3. A nurse ‘terrorised’ elderly patients at Lincoln County Hospital:

Penelope Chafik reportedly routinely called patients ‘stupid’ and “barked at once mentally ill woman” to “engage her brain” after the patient soiled her bed. Chafik also “terrorised” an elderly man after he pressed his alert buzzer because he thought he was dying. 

Seems like a good bedside manner, doesn’t it?

4. A cardiac surgeon known for spreading infections claimed his patients shouldn’t know his history:

John Chen Lui Lu claims that “if he was forced to disclose his past to patients, it would render ‘his return to any meaningful practice as a cardiac surgeon impossible'”. Seems to me that perhaps his practice should be rendered impossible, since his past history of spreading infections led to the deaths of five hospital patients. 

The incidents occured at Nottingham University NHS Trust between 2008 and 2010. A coroner found that Mr Lu’s “habit of swapping gloves during operations” led to the deaths.

5. A nurse flashed a teenage boy at a children’s hospice:

A senior nurse flashed her breasts at a teenage boy recovering from a tracheotomy at Brian House Children’s Hospice in Bisham, Blackpool. The boy was obviously unable to speak or call for help after the surgery. Truly bizarre. Perhaps she watched too much Scrubs?

(Ok, so this didn’t happen in an NHS hospice, but the hospice gets £2.5m of NHS money a year, which accounts for over a third of its total funding. It is also regulated by the government-funded Care Quality Commission).

6. A nurse dragged a patient along the floor by her arms after a row:

A nurse failed to properly address a patient, and instead restrained her and dragged her 15 feet along the floor back to her room after she demanded a cigarette from him. The Nursing and Midwife Council today heard that David Miller was “charged at” by a patient at Cross Lane Hospital in Scarborough, but instead of trying to calm her down or ringing his emergency alarm for help, he took matters into his own hands. He has now been suspended for nine months.

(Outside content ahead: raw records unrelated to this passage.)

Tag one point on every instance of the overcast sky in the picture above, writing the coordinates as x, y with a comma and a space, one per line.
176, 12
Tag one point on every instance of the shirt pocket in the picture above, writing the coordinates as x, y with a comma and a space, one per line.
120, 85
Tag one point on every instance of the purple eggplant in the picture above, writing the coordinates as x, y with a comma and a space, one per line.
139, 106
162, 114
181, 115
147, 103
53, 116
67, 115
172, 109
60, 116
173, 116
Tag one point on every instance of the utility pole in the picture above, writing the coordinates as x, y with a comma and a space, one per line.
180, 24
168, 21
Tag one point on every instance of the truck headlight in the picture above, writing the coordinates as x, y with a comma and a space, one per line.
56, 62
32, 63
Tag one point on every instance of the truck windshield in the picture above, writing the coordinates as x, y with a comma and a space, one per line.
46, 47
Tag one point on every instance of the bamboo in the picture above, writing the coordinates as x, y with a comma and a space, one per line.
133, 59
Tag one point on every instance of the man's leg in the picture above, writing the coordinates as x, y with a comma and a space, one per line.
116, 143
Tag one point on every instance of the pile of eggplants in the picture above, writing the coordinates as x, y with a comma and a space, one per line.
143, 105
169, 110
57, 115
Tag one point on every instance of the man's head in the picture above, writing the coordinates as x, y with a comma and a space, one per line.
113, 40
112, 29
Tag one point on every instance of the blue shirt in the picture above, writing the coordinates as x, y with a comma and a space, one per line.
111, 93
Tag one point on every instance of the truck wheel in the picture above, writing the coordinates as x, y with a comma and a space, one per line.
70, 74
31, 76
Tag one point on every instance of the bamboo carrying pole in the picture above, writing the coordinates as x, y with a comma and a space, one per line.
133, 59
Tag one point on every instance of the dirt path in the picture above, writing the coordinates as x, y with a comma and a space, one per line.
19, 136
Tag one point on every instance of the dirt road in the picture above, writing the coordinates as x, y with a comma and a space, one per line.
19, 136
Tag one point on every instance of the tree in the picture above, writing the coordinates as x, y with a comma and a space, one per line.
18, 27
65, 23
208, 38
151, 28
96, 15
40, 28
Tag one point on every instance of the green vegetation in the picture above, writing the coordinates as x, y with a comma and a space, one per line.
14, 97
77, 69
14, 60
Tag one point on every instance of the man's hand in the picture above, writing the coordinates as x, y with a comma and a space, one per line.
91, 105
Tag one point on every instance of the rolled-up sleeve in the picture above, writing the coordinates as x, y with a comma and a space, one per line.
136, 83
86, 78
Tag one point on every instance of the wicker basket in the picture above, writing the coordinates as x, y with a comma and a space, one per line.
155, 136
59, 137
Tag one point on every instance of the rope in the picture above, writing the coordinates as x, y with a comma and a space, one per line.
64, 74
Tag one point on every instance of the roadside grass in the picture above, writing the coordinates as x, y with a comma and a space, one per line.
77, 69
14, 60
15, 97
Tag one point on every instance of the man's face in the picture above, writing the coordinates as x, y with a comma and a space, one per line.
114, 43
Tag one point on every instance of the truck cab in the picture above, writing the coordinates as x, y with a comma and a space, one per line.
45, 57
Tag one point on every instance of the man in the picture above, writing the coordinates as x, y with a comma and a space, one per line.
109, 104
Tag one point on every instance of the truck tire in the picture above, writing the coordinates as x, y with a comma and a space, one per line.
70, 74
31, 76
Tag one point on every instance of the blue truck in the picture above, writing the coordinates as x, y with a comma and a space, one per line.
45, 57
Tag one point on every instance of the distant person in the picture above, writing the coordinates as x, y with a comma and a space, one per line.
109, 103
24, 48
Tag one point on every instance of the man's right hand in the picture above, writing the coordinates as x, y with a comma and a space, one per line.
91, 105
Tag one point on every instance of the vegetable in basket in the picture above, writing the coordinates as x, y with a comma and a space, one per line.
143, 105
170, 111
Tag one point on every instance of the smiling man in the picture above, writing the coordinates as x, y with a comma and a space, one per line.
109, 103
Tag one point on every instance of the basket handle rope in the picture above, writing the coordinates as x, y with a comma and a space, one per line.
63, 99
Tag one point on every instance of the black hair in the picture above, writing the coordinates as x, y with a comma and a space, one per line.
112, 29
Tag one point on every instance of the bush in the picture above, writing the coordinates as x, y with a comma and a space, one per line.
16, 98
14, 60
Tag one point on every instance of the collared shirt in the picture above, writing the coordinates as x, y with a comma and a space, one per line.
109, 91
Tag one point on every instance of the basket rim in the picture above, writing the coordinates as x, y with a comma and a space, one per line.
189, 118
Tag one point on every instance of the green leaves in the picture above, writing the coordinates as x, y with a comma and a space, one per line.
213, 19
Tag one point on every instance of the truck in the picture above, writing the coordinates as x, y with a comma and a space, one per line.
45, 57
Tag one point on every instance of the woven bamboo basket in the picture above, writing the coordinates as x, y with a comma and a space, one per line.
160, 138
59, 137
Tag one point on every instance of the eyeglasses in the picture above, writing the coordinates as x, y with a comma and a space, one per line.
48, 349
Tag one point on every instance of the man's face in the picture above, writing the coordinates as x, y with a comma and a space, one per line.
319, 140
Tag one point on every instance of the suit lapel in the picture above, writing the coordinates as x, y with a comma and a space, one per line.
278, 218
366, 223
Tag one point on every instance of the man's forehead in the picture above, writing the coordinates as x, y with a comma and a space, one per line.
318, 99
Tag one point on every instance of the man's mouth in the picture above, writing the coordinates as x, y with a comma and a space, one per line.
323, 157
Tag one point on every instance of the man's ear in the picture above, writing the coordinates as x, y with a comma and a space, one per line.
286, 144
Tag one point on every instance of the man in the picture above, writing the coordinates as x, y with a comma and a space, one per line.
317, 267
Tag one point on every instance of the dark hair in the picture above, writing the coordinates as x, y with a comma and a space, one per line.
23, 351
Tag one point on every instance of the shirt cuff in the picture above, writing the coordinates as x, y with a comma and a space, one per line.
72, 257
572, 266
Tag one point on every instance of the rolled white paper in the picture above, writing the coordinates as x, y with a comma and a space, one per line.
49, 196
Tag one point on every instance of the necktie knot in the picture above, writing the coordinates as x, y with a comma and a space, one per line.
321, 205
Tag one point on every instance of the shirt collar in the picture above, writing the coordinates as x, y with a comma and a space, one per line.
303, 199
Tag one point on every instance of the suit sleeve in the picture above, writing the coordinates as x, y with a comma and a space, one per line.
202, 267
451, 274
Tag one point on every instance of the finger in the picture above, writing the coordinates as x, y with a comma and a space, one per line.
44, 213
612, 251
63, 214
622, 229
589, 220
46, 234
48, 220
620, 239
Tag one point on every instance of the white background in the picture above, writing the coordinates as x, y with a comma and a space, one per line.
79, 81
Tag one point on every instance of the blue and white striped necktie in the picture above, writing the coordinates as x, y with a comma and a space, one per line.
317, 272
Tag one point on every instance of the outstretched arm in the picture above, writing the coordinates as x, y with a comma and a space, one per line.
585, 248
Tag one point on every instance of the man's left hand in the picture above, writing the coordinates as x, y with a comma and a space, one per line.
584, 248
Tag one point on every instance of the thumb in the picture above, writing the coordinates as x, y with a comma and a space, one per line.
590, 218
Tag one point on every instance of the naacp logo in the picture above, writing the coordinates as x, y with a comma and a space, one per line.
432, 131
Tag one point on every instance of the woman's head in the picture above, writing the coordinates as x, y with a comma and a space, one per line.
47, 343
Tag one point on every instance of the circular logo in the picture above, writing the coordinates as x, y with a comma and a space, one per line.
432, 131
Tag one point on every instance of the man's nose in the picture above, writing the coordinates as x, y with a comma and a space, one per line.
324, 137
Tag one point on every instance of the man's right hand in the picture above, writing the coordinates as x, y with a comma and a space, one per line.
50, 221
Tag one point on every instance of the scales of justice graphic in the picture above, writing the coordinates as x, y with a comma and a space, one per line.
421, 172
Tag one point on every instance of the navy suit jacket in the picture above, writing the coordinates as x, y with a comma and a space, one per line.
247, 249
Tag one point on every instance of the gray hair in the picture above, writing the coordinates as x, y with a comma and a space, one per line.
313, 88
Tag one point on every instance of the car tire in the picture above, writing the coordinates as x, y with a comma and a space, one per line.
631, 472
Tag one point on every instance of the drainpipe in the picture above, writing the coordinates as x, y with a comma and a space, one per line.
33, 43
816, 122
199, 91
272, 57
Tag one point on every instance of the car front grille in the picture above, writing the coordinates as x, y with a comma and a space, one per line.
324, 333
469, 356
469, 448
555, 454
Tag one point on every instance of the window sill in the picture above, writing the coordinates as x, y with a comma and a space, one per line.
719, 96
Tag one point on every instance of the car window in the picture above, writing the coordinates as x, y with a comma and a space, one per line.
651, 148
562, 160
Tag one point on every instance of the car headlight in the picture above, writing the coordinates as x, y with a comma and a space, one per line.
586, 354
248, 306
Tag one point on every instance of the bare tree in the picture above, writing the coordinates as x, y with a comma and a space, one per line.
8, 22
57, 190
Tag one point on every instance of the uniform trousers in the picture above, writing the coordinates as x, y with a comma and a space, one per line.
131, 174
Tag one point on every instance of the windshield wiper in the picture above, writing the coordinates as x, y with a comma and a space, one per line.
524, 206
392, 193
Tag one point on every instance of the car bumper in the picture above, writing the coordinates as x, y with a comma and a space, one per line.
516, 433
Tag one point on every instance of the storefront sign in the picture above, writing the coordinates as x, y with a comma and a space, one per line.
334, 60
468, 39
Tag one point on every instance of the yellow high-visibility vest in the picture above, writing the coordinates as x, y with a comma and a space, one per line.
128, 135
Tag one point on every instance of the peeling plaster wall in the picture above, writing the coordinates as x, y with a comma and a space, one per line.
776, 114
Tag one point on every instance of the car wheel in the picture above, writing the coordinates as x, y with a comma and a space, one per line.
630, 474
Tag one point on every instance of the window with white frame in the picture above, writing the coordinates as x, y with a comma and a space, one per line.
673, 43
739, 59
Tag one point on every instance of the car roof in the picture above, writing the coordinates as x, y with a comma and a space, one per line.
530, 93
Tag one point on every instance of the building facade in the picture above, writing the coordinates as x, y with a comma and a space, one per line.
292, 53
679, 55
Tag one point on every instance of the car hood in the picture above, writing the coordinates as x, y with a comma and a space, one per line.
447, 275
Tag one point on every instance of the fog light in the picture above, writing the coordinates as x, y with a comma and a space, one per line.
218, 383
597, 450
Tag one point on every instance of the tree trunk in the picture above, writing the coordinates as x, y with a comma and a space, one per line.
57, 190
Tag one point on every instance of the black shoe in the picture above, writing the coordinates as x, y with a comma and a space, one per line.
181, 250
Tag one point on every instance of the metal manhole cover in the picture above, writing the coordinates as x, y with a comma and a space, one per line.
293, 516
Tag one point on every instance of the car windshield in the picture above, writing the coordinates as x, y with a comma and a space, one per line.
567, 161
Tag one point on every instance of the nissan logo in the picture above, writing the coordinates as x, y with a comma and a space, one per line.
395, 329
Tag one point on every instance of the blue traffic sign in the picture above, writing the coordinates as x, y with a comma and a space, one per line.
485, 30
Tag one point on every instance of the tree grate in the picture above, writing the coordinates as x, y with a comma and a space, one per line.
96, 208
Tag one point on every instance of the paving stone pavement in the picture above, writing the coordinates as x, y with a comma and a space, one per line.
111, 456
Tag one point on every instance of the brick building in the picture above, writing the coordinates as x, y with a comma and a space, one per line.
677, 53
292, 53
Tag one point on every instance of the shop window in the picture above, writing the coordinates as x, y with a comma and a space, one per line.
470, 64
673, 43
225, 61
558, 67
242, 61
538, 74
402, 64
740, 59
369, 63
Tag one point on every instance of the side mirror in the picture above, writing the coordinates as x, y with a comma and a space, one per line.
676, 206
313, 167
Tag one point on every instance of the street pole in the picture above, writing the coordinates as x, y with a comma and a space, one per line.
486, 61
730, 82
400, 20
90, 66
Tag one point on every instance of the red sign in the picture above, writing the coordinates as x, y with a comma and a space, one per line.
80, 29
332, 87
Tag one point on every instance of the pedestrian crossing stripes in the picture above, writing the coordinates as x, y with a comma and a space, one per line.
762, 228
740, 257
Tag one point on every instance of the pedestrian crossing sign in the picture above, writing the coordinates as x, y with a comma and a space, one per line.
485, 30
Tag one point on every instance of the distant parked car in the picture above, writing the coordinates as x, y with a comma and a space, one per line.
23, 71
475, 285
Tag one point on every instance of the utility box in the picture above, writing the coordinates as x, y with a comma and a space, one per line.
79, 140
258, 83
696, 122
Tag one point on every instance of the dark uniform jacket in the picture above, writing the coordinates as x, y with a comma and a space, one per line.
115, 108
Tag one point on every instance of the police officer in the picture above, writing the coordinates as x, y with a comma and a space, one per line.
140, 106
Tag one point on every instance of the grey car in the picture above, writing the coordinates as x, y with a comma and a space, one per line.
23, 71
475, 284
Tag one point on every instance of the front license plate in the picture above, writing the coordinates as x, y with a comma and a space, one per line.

7. And at a private hospital, a nurse was struck off for pretending her dad was dead:

Laura Kane pretended that her father had died so she could get three weeks off work from a private hospital in North London. So in the NHS you can expose yourself to children, sexually harass people, drag mental patients across the floor, and be guilty of causing death through bad habits. But when you lie about your dead dad and bunk off work in the private sector, you’re immediately sacked.